What is needed is an anatomically-informed definition of alignment from which healthy asana cueing language can be derived.  This is core of what I’ll be teaching Sunday May 20 when I return to Yoga Yoga in Austin, Texas for a full-day immersion called “Reimagining Alignment.”

The ultimate context for asana practice is the unique person who is practicing. It is only an individual’s singular body that can be in alignment – not the asana. To speak about yoga poses as if they had some intrinsically correct alignment is, in my opinion, an error.

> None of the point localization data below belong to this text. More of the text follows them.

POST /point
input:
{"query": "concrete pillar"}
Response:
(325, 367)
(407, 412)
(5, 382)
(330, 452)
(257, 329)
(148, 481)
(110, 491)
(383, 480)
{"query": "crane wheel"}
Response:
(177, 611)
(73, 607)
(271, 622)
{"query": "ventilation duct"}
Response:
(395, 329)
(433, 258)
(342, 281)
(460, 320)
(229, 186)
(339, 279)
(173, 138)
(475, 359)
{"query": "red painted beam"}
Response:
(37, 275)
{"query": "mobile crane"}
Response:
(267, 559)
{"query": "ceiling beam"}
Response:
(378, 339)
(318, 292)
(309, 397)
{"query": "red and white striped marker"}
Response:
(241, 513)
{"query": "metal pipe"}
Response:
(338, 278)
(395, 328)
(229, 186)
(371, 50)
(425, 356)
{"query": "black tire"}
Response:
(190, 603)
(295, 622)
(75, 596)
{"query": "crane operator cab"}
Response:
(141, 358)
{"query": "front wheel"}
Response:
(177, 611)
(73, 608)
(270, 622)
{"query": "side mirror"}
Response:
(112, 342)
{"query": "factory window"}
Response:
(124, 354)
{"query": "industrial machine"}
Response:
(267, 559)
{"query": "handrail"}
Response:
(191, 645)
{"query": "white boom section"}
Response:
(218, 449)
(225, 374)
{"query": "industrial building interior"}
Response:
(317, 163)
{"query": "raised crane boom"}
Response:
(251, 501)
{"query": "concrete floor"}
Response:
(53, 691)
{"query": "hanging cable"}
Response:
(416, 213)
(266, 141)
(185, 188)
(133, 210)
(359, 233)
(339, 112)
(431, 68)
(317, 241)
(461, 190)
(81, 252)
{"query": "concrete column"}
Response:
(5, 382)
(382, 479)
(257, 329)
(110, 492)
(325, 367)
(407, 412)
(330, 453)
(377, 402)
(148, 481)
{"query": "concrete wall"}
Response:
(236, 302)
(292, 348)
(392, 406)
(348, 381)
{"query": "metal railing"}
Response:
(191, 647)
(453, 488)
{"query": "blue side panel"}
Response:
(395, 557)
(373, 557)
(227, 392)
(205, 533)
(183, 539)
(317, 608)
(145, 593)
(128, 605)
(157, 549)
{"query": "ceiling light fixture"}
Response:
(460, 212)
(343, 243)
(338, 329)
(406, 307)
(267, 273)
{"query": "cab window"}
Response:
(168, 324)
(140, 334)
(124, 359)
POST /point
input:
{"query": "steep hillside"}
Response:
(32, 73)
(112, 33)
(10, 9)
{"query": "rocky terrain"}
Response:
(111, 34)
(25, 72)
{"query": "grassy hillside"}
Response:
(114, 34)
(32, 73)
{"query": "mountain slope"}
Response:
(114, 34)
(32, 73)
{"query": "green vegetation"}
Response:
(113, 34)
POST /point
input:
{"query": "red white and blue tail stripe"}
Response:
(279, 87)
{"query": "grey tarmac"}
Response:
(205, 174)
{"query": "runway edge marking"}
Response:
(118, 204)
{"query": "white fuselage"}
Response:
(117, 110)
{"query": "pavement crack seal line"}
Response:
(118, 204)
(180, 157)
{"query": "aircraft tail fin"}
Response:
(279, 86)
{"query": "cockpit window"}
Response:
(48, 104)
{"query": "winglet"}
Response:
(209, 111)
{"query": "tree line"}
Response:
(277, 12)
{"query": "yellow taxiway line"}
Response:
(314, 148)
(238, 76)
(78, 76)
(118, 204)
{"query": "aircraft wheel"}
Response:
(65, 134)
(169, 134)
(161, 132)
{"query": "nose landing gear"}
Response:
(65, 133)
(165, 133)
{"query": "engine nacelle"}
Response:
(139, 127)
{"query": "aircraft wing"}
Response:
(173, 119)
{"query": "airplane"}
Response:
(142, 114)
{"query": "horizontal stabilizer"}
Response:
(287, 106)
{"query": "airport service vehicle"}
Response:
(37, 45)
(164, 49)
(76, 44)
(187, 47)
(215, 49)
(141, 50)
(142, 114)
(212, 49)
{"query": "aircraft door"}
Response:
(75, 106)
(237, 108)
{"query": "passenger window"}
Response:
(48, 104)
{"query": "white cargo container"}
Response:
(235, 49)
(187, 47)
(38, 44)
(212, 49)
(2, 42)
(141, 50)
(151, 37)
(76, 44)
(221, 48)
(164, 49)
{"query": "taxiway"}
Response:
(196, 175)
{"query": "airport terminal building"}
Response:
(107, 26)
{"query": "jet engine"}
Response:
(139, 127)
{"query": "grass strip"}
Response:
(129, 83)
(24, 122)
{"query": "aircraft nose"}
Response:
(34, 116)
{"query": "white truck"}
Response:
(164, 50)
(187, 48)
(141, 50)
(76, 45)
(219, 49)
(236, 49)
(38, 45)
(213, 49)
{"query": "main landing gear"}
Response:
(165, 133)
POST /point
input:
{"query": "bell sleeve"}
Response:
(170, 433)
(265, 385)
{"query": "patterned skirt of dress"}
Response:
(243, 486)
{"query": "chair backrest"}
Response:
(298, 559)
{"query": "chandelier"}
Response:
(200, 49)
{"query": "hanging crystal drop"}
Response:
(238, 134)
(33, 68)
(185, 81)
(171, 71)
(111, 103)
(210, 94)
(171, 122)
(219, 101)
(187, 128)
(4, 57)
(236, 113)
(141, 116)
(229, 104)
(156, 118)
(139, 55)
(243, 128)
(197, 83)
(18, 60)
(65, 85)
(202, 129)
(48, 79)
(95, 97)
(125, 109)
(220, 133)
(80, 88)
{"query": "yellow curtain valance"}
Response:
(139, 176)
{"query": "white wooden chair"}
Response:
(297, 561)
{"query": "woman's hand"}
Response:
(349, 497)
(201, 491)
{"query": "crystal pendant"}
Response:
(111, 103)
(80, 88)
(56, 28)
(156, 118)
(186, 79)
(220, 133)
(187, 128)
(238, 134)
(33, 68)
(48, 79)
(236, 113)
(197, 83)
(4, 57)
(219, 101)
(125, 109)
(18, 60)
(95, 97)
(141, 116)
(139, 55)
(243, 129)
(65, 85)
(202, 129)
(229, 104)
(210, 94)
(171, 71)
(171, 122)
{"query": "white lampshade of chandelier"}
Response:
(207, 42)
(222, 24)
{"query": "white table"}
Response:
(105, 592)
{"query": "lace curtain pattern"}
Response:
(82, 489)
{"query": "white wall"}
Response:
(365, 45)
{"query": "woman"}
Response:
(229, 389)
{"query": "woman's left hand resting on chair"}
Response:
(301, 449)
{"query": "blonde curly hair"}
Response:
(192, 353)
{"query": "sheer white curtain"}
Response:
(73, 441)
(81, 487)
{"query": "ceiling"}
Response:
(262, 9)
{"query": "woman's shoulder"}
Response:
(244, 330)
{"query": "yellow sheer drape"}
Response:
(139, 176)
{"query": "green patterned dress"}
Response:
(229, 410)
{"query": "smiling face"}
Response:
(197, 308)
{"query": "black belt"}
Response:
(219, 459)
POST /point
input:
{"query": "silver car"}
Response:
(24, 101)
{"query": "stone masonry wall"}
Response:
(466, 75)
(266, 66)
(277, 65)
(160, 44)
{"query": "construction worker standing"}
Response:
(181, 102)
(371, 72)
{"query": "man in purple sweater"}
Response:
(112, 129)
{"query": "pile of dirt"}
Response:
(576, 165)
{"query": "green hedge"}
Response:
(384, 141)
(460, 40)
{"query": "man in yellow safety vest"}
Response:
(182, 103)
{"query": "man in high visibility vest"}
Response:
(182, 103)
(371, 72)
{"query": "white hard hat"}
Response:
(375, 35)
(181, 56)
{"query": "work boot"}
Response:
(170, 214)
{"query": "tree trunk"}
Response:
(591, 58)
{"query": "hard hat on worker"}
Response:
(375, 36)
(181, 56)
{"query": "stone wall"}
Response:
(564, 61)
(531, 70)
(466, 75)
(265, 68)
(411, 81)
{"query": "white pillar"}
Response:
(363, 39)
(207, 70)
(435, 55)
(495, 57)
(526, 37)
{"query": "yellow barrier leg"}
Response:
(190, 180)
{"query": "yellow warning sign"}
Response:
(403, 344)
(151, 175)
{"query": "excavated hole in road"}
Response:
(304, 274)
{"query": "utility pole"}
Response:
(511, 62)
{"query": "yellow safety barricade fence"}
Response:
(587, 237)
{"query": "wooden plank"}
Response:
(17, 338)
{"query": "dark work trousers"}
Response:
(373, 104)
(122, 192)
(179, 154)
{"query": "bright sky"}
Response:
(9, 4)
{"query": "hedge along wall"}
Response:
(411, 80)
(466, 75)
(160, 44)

To sum this up as a principle: “Asanas don’t have alignment – people have alignment.”

6 thoughts on “A Post-Iyengar Reimagining of Alignment in Asana”

  1. Geeta Iyengar has constantly asked westerners why the think and teach to “square the hips”! She says “you can’t square the hips …. they are round.”
    Much of what is taught and understood as “coming from Iyengar” is narrow and intellectually derived musculoskeletal instructions that are poorly sourced from ‘secondhand teaching’.

  2. This is a very limited understanding of BKS Iyengar’s teachings, which like everyone’s evolved & changed over time. His alignment principles COUPLED with his use of props to deintensify & correct muscular actions has made a world of difference to my chronic low back & sciatica condition. His teaching, like everyone’s evolved & changed. He responded to hip displasia in his aging Western students particularly in the last several decades is his life. Also, how Iyengar’s principles of alignment, right actions, & prop usage in teaching was VASTLY different than how he wrote he was taught by Krisnamacharya.

  3. Re: Reimagining Alignment –
    Will you be recording this? I am currently in a YTT in the Bay Area with Richard Rosen and Mary Paffard and there are so many questions and alot of curiosity around alignment and creative alignment cues for teachers to help students with their own bodies and their own alignment – wish I was close to Austin.

  4. How interesting it is to read you, Leslie.
    I am Iyengar Teacher and I still can not understand if the hips in Virabhadrasa II should be symmetrically aligned to the front. In Iyengar’s books they are not, but it is true that in the West they are asked to be symmetrical. I feel a certain tension when I want to place them exactly front but I find no rational answer about it. I do not know if I have to lower the femur to less than 90 degrees, or change the line of the feet. Anyway, when you come to Argentina to give a Workshop!